The immediate treatment of cardiac tamponade involves withdrawal of pericardial fluid usually by pericardiocentesis, done in all cases except one which was aborted due to a thickened pericardium with adhesions [17]. When compared to surgical drainage, echocardiography guided pericardiocentesis has been associated with lower morbidity and mortality rates [38]. Some cases required placement of a pericardial drain or less commonly surgical pericardiectomy. Medical management consists of anti-inflammatory medication which typically involves high dose corticosteroids, antimalarials and non-steroidal anti-inflammatory drugs (Table 2). Follow-up is essential to exclude recurrent pericardial effusions and pericardial thickening. In this patient both the erythrocyte sedimentation rate (ESR) and C-reactive protein (CRP) level were elevated. While an elevated ESR is common during a flare, CRP is often normal or mildly elevated. Serositis is one of the few manifestations of SLE that causes both an elevated CRP level and ESR [33,39].

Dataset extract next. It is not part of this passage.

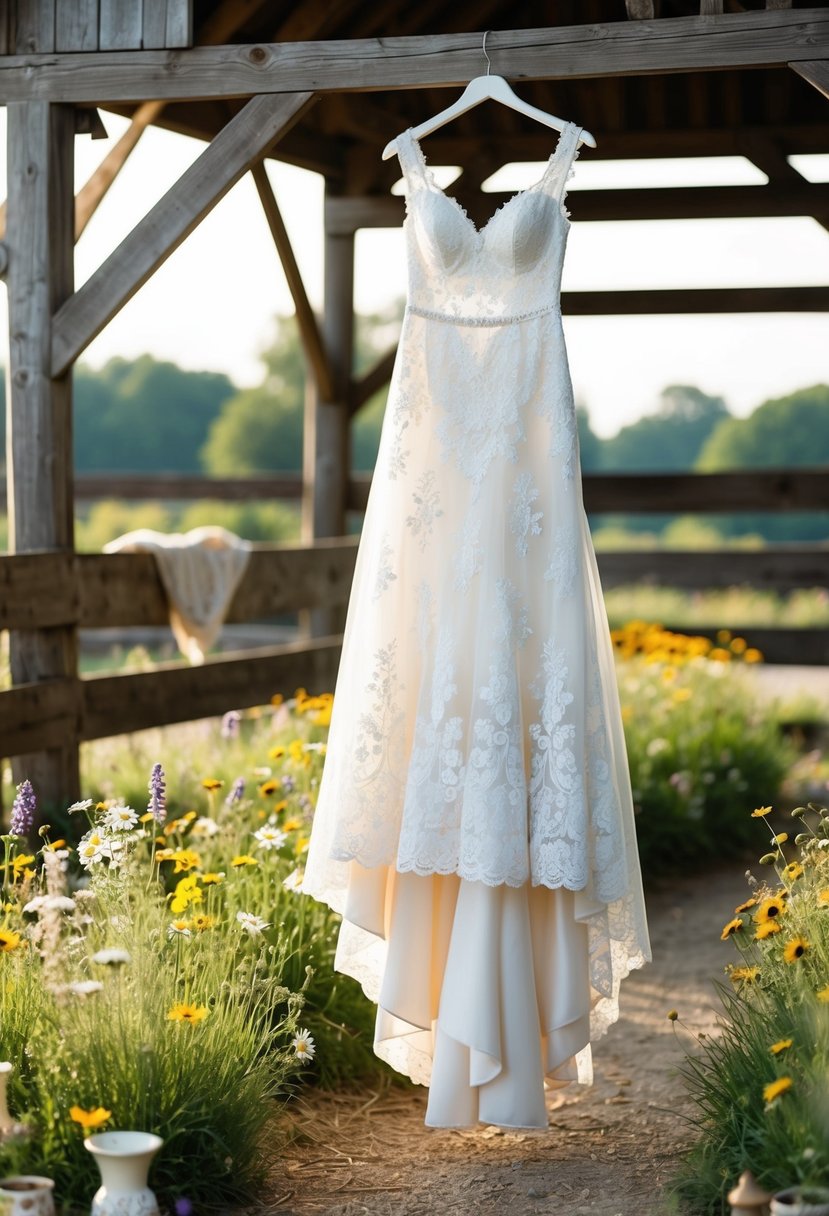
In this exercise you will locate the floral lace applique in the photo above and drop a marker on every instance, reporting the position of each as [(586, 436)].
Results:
[(523, 519), (469, 552), (563, 567), (427, 510), (384, 573)]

The Systemic Lupus International Collaborating Clinics (SLICC) [4] recently proposed classification criteria addressing perceived weaknesses of the 1997 American College of Rheumatology (ACR) classification criteria [40]. Using the SLICC criteria, our patient was diagnosed with cSLE. Interestingly, the ACR criteria do not include low serum complement C3 and/or C4 levels as a relevant immunologic criterion. As such, our patient was unable to fulfil 4 out of the 11 ACR criteria for classifying SLE. In recent pediatric series, use of the SLICC criteria for the classification of cSLE, showed better sensitivity and led to fewer misclassifications, but was less specific than the ACR criteria [41]. As seen in our patient, low complement levels have been reported as one of the more frequently seen immunologic factors found at presentation in cSLE [41]. The SLICC criteria have also allowed anti-dsDNA antibodies, anti-Sm antibodies and antiphospholipid antibodies to contribute individually to the diagnosis. Atypical presentation is common in cSLE and often leads to major diagnostic delay. By allowing for greater weighting of immunologic criteria the use of the SLICC criteria may be more sensitive for diagnosis in these cases, potentially leading to earlier diagnosis and treatment.

Conclusion

Cardiac tamponade as the initial presentation of cSLE is rare. More females than males presented in this way, and common co-existing findings included pleuritis and/or pleural effusion, hematologic abnormalities and low serum complement levels. Physicians must consider cSLE in the differential diagnosis of pericarditis and cardiac tamponade and perform appropriate testing for rheumatologic disease.

Consent

Written informed consent was obtained from the parent of the patient for publication of this Case Report. A copy of the written consent is available for review by the Editor-in-Chief of this journal.